Les jours, les mois passèrent et imperceptiblement, au coeur de Perlinette, le souvenir oublié d'une amitié sincère refaisait surface. Cette vie de pacotille et brillantine, tout cet apparat de lumière et de richesse lui parut soudain bien vide et inutile. Une solitude s'installa et le souvenir d'une coquille au fond de la mer devint de plus en plus insistant.

Un jour, sa propriétaire se rendit à une fête organisée sur un bateau en pleine mer. Les odeurs de sel et de varech ravivaient la mémoire de Perlinette et le désir de retrouver son amie se fit de plus en plus intense. À un certain moment la dame se pencha au-dessus de l'océan et Perlinette attirée par l'appel irrésistible du monde marin tira, tira de toutes ses forces. La chaîne se brisa enfin et Perlinette échappa de justesse à la main qui se tendit pour la rattraper.

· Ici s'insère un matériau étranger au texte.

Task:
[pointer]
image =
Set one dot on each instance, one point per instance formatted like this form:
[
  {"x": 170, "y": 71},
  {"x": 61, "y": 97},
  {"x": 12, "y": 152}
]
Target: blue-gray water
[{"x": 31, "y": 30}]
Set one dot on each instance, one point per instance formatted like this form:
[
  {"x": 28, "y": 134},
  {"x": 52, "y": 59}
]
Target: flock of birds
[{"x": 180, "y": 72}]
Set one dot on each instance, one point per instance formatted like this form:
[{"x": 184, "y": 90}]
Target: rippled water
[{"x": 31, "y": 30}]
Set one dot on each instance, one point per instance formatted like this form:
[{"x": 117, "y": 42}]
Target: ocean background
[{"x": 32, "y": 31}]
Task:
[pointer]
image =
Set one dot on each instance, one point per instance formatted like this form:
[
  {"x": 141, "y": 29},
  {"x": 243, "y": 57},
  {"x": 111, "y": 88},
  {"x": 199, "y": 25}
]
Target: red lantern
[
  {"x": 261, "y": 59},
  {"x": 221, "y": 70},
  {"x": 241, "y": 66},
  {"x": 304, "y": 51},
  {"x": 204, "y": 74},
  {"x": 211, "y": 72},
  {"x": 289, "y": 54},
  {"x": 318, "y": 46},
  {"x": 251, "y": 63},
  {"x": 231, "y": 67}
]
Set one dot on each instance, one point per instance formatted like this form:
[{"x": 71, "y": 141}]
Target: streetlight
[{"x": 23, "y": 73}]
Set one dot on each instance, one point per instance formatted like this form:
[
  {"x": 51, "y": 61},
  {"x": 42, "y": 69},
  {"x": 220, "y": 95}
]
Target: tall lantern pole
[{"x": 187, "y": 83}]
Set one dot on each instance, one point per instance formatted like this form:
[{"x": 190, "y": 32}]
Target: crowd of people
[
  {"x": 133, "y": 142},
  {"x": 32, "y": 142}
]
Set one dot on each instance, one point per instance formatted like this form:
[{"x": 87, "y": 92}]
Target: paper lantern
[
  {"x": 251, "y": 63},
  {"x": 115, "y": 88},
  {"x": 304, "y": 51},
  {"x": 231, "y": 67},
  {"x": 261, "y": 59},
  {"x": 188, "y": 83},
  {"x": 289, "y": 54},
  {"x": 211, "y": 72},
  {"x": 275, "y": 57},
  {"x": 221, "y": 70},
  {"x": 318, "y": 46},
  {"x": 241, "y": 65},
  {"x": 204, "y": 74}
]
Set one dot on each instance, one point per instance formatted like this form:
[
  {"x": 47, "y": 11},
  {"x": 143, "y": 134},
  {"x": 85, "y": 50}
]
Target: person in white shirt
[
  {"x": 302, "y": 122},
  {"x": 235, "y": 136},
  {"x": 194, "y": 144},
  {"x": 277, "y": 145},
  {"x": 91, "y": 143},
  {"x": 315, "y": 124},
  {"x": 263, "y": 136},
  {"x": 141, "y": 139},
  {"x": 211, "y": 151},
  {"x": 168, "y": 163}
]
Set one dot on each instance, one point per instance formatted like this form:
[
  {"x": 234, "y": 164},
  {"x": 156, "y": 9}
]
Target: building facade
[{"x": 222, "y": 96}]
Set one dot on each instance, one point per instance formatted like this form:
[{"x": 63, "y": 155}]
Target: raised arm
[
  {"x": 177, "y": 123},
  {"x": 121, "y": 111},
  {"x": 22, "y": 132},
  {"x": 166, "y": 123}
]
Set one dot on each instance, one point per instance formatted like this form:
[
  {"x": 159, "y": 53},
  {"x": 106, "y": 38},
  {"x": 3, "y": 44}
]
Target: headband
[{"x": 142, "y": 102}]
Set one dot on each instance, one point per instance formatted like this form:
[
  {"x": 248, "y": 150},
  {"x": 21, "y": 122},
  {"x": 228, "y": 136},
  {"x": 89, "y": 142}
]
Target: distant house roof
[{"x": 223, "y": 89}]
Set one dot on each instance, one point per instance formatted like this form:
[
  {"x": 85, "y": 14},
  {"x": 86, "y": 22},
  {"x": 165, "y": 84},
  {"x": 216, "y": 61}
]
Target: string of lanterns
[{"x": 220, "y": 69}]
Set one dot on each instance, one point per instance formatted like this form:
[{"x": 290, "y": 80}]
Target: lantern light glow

Le hasard faisant parfois bien les choses, elle était tombée tout près de sa maison natale. Il y avait si longtemps, les choses avaient changé et Perlinette erra quelque temps avant de retrouver le chemin de son ancienne demeure. À demie enfouie sous le sable, une coquille lui sembla familière. Elle s'approcha doucement, silencieusement. Malgré toutes ces précautions, l'huître détecta une présence qui fit remonter en surface des souvenirs enfouis. D'un seul coup, elle ouvrit grande la porte faisant sursauter la petite perle. Les deux amies se reconnurent immédiatement et s'enlacèrent affectueusement.

La suite, vous vous en doutez bien, fut une longue suite de cris de joie, un merveilleux temps de retrouvailles. Elles en avaient tant à se raconter! Il est des liens que rien ne peut rompre et peuvent attendre même longtemps le moment béni où ils pourront enfin se renouer.